妊卿卿立时跪地不起,乖觉的程度令在场的所有人咋舌!
连同伺候在妊卿卿身边儿多年的春葭都不由得诧异!忙跟着跪了下去。
唯独妊老太太仍在气头上,怒不可遏!
“你可知罪?”
“孙女知错!”妊卿卿毫不迟疑服软,众人再次诧异的面面相觑。
妊卿卿这是……转性了?还是受到高人指点学聪明了?
“好,你既知罪,也该明白有错当罚的道理。”
“是!”
“来人!取家法来!”妊老太太怒气难消,若不惩治妊卿卿,她不甘心,不能消气。
玉轻减见之赶忙劝阻!
“老太太,您消消气,莫气坏了身子!”
“您是知道的,相爷自来疼爱卿卿,舍不得打舍不得骂!若今日惩罚了她,相爷必然心疼不已。”
“哼!走开!他心疼,他若心疼就不会将女儿纵容成这个样子,无规无矩无法无天,整日里跟个街市里的混混,无恶不作,此等逆女,不好好教训,难保以后闯下塌天大祸!”

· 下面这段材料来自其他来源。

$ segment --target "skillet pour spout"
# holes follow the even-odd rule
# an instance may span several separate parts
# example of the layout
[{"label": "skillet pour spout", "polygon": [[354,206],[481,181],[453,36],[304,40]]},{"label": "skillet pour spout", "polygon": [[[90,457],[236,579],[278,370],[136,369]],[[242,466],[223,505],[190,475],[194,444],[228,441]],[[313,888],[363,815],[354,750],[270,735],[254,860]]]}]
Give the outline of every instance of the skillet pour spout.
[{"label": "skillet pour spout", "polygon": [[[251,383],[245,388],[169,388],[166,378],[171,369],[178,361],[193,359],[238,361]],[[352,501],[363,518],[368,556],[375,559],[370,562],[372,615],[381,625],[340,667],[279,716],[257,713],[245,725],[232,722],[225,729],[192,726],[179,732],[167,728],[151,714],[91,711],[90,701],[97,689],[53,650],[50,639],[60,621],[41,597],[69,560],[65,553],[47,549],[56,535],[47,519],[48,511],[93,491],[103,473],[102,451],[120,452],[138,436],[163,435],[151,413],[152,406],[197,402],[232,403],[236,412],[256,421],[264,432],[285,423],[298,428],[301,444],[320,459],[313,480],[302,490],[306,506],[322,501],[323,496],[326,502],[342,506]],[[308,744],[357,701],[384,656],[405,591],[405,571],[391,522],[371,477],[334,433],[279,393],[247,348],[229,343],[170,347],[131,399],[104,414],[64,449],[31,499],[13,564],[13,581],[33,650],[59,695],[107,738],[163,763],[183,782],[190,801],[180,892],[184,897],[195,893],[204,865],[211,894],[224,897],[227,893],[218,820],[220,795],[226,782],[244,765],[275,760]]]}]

妊老太太见仆子们一个二个没一个人敢动的,便怒喝道:“还不拿家法来,如今,连你们这些个叼奴都不敢听老身吩咐了!”
妊老太太气急败坏!恨不得将整个妊家的叼奴发卖出去。
仆子们惶恐!却也不敢妄动。
直到玉轻减暗自给了仆子们一个眼神示意!奴仆们这才屁颠屁颠的去取家法了。
春葭急的不行,不知道为什么?自家郡主会变的这么软弱,竟然心甘情愿的受罚。
以前的她,无所畏惧,雷厉风行,谁敢欺负她,她就欺负回去,莫说妊老太太,就是宫里的皇子公主都别想让她吃亏。
她挡在妊卿卿面前,一面求饶一面护住妊卿卿。
“春葭!”妊卿卿拉着春葭的小手,示意不用管她,这个家法,她受了!
春葭不解!着急的连连摇了摇头。
今日这家法若是承受下去,只怕不死也得残疾。
“放心!”妊卿卿赶紧给与了一个让她安心的神色,春葭这才不情不愿的退避至了她的身后跪着。
而这时!家法已经取来,是个成人拇指般大小的牛骨鞭,鞭上还有无数细小的倒刺,长三米,尾鞭还镶着与箭头相似的铁刺。
妊老太太夺过仆子手里的牛骨鞭,推开簇拥着她劝慰的玉轻减与奴仆等人!
随手一挥!牛骨鞭在半空呼啸而过,发出渗人的“吧嗒”声!
众人害怕的缩了缩脖子,不由的后退了几步!
包括一副看好戏的玉轻减,也是发颤。
这鞭子倒是没有什么威力,妊老太太年纪大了也没有什么力气,但,可怕就可怕在那牛骨鞭的倒刺,密密麻麻又细又长,一鞭下去,所到之处的皮肤皮开肉绽,无数细刺扎过的地方瞬间滋滋冒血。
那一鞭挥来,妊卿卿忙推开准备替她受鞭刑的春葭,硬生生承受了那一鞭,一时间,痛到她忍不住“闷哼”!一声!双眉微蹙,模样甚是痛苦!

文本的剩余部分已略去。